Montreal condo market shows signs of strain

 

We saw some insights into how Montreal compares with other Canadian cities in a study of housing markets this week by the BMO Capital Markets. One that might be of concern is that Montreal actually has more vacant condos than either Vancouver or Toronto and a rental vacancy rate among condos that’s twice as high as those in either of these cities. The vacancy rate is important because a key support for the condo market is that real-estate investors will often buy condos to put them up for rent.
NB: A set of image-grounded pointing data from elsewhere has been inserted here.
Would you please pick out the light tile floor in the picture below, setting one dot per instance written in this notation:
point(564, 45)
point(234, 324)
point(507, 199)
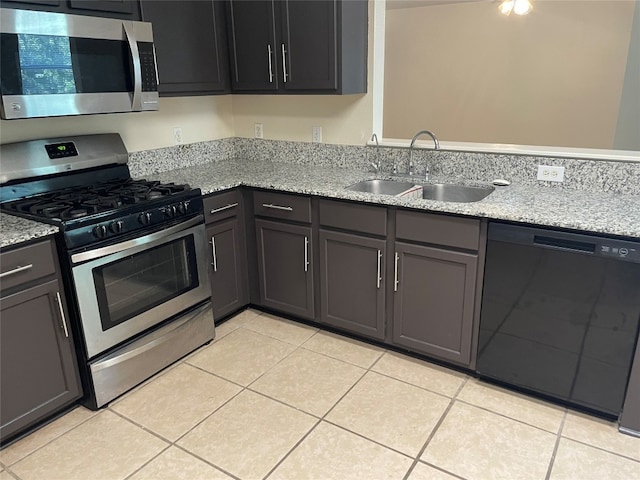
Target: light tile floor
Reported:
point(274, 399)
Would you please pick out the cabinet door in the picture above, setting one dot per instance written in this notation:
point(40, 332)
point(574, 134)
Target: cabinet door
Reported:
point(129, 7)
point(124, 9)
point(229, 287)
point(38, 371)
point(352, 284)
point(191, 48)
point(434, 301)
point(308, 47)
point(285, 268)
point(252, 45)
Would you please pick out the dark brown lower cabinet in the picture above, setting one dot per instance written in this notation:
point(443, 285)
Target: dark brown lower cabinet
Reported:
point(352, 284)
point(38, 372)
point(285, 268)
point(229, 282)
point(434, 301)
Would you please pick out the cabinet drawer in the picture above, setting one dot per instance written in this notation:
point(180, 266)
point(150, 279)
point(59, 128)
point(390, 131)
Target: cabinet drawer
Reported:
point(282, 205)
point(27, 263)
point(353, 216)
point(222, 205)
point(438, 229)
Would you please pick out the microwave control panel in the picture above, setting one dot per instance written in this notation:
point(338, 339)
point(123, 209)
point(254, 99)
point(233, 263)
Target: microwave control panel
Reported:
point(148, 67)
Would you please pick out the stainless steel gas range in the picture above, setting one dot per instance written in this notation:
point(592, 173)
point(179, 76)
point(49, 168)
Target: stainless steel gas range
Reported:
point(132, 253)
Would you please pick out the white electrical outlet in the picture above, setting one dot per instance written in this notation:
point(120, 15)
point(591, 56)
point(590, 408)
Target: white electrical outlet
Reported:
point(550, 173)
point(177, 136)
point(316, 134)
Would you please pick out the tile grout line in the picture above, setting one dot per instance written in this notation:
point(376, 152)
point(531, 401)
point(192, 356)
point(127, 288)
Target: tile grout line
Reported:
point(174, 443)
point(603, 449)
point(320, 420)
point(486, 409)
point(7, 466)
point(435, 429)
point(555, 447)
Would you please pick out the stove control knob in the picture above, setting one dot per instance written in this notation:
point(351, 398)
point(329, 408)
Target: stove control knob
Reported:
point(144, 218)
point(170, 211)
point(117, 226)
point(100, 231)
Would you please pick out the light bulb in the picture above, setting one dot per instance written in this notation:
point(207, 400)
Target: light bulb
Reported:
point(506, 6)
point(522, 7)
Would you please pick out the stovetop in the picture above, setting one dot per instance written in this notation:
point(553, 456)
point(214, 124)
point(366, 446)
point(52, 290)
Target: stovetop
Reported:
point(68, 204)
point(83, 185)
point(103, 212)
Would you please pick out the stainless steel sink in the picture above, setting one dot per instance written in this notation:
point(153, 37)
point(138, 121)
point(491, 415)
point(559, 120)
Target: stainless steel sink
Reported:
point(383, 187)
point(455, 193)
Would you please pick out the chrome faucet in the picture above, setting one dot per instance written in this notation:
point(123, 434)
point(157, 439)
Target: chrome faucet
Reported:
point(376, 166)
point(413, 141)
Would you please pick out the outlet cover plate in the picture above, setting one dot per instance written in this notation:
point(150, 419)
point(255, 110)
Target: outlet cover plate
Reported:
point(177, 136)
point(550, 173)
point(316, 134)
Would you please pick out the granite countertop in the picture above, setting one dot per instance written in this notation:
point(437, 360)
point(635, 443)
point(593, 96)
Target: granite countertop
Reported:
point(596, 212)
point(14, 230)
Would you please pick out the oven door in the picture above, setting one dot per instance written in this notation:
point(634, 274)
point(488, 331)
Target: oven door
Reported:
point(127, 288)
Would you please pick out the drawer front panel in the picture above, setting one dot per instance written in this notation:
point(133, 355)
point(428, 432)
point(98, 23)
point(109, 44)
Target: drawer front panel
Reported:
point(26, 263)
point(353, 216)
point(222, 205)
point(281, 205)
point(438, 229)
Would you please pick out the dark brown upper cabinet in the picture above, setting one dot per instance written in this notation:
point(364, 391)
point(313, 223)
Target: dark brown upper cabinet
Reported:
point(191, 46)
point(298, 46)
point(124, 9)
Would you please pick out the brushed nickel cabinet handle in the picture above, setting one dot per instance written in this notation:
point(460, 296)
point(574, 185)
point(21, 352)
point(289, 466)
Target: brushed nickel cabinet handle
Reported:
point(16, 270)
point(62, 317)
point(395, 274)
point(213, 251)
point(284, 63)
point(270, 64)
point(226, 207)
point(306, 254)
point(277, 207)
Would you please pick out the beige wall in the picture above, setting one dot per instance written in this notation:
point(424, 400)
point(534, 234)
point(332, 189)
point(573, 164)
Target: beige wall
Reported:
point(470, 74)
point(201, 119)
point(344, 119)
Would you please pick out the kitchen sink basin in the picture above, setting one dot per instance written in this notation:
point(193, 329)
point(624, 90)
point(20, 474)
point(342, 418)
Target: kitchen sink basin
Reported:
point(383, 187)
point(455, 193)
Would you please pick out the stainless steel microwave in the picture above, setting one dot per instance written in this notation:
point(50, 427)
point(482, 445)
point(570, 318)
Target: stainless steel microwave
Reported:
point(54, 64)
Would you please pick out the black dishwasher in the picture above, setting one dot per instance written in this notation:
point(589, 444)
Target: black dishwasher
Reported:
point(560, 314)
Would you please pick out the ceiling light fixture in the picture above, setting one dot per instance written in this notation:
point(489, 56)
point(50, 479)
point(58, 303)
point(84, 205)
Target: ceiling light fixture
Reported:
point(519, 7)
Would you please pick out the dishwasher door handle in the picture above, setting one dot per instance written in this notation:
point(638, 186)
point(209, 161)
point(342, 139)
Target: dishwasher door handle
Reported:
point(564, 244)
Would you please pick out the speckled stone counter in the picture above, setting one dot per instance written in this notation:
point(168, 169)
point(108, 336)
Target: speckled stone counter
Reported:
point(598, 212)
point(15, 230)
point(599, 197)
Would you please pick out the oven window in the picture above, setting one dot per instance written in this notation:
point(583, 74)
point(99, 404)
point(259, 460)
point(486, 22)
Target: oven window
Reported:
point(135, 284)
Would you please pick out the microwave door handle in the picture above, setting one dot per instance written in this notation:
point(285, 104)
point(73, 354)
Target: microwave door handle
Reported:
point(136, 102)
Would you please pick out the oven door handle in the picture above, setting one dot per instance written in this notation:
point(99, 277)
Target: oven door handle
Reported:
point(119, 247)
The vacancy rate for condos in Montreal, however, is more than 2 per cent, compared with 1.1 per cent in Toronto and 0.9 per cent in Vancouver, says BMO economist Sal Guatieri. This is not disastrous for Montreal, but it is a sign that an important support for the condo  market is not as strong here as in other big Canadian cities. Guatieri said he wouldn’t consider the rental market to be really unhealthy, though, unless the vacancy rate approached 5 per cent, a level where rents would likely be under pressure to decline.

Another interesting comparison is that Montreal home prices in general have gone a long way toward catching up to the Canadian average. Ten years ago, the average Montreal home sold for 2.4 times the average family income. At that time the average for Canada was 3.2. Over the intervening decade, Montreal prices have shot up by 153 per cent compared with a 104-per-cent gain across Canada.

Today, Montreal is one of four cities that the BMO report identifies as having “elevated” price-to-income ratios. They are Vancouver, with a stunning ratio of 10 times income for the average home, Toronto at 6.7, Victoria at 5.7 and Montreal at 4.5.  While Montreal is now much higher on this measure than it once was, its ratio is still below the 4.9 average for Canada.

Keep in mind, though, that this Canadian average is heavily influenced by the big, pricey Vancouver and Toronto markets. Other cities with healthier economies and higher household incomes than Montreal have homes that sell at lower ratios. Examples would be Calgary at 4.1 and Ottawa at 3.4.